We have often spoken of ‘chivalry’, the ideal of good conduct in the Middle Ages. The kings, princes, and knights, whose prowess has made the chronicles of Froissart famous, were to their journalist veritable heroes of chivalry, exponents of courage, courtesy, and breeding. Yet to modern eyes these qualities seem often tarnished, since the heroes who flaunted them were in no way ashamed of vices like cruelty, selfishness, or snobbery. A King John of France would die in a foreign prison rather than break his parole, but he would disdainfully ride down a ‘rabble’ of archers whom his negligence had left too tired to fight his battles. The Black Prince would wait like a servant on his royal prisoner, but accept as a brother-in-arms to be succoured a human devil like Pedro the Cruel; or put a town to the sword, as he did at Limoges, old men, women, and children, because it had dared to set him at defiance.
There is nothing of this tarnish in the chivalry of the peasant-maid who saved France. Pure gold were her knightly deeds, yet achieved without a trace of the prig or the boaster. Jeanne d’Arc was always human and therefore lovable, quick in her anger at fraud, yet easily appeased; friendly to king and soldier alike, yet never losing the simple dignity that was her safeguard in court and camp. Of all mediaeval warriors of whom we read she was the bravest; for she knew what fear was and would often pray not to fall into the hands of her enemies alive, yet she never shirked a battle or went into danger with a downcast face. A slim figure, with her close-cropped dark hair and shining eyes, she rode wherever the fight was thickest, always, in the words of a modern biographer, ‘gay and gaily glad,’ quick to see her opportunities and follow them up, joyful in victory, generous to her foes, pitiful to the wounded and prisoners.

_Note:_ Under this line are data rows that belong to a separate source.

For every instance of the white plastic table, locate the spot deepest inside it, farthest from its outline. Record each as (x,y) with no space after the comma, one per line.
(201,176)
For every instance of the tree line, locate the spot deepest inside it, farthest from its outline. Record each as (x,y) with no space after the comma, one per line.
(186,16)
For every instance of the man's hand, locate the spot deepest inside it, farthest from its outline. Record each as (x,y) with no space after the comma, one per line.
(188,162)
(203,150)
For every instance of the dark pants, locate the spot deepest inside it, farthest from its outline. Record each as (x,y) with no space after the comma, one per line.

The sight of her awoke new courage in her countrymen, dismay as at the supernatural in her enemies, who dubbed her a witch and vowed to burn her.
‘Suddenly she turned at bay,’ says a contemporary account of one of her battles, ‘and few as were the men with her she faced the English and advanced on them swiftly with standard displayed. Then fled the English shamefully and the French came back and chased them into their works.’
Orleans was relieved and entered, the reluctant, still half-doubting Charles led to Reims, and there in the ancient capital of France crowned, that all Frenchmen might know who was their true king. ‘The Maid’ urged that the ceremony should be followed by a rapid march on Paris; but favourites who dreaded her influence whispered other counsels into the royal ear, and Charles dallied and hesitated. When at last he advanced it was to find that the bridges over the Seine had been cut, not by the retreating English but by French treachery.
Paris was ripe for rebellion, and at the sight of ‘the Maid’ would have murdered her foreign garrison and opened her gates. Bedford was in the north suppressing a revolt, yet Charles, clutching at the excuse of the broken bridges, retreated southwards, disbanding his army and leaving his defender to her fate.
Her Voices now warned Jeanne of impending capture and death, but her mission was to save France, and hearing that the Duke of Burgundy planned to take the important town of Compiègne she rode to its defence with a small force. Under the walls, in the course of a sortie, she was captured, refusing to surrender. ‘I have sworn and given my faith to another than you, and I will keep my oath,’ she declared; and through the months that followed, caged and fettered in a dark cell of the castle of Rouen, exposed to the insults of the rough English archers, she maintained her allegiance, saying to her foes of the prince who had failed her so pitiably, ‘My King is the most noble of all Christians.’
Frenchmen (some of them bishops, canons, and lawyers of the University of Paris), as well as Englishmen, were amongst those who, after the mockery of a trial, sent Jeanne to be burned as a heretic in the market-place of Rouen. Bravely as she had lived she died, calling on her saints, begging the forgiveness of her enemies, pardoning the evil they had done her. ‘That the world’, says a modern writer, ‘might have no relic of her of whom the world was not worthy, the English threw her ashes into the Seine.’
France, that had betrayed Jeanne d’Arc, needed no relic to keep her memory alive. To-day men and women call her Saint, and one miracle she certainly wrought, for she restored to her country, that through years of anarchy had almost lost belief in itself, the undying sense of its own nationality. ‘As to peace with the English,’ she had said, ‘the only peace possible is for them to return to their own land.’ Within little more than twenty years from her death the mission on which she had ridden forth from Domremy had been accomplished, and Calais, of all their French possessions, alone remained to the enemies of France.
In summary of the Hundred Years’ War it may be said that from the beginning the English fought in a lost cause. Fortune, military genius, and dogged courage gave to their conquests a fictitious endurance; but nationality is a foe invincible because it has discovered the elixir of life; and when the tide of fortune turned with the coming of ‘the Maid’ the ebb of English discomfiture was very swift.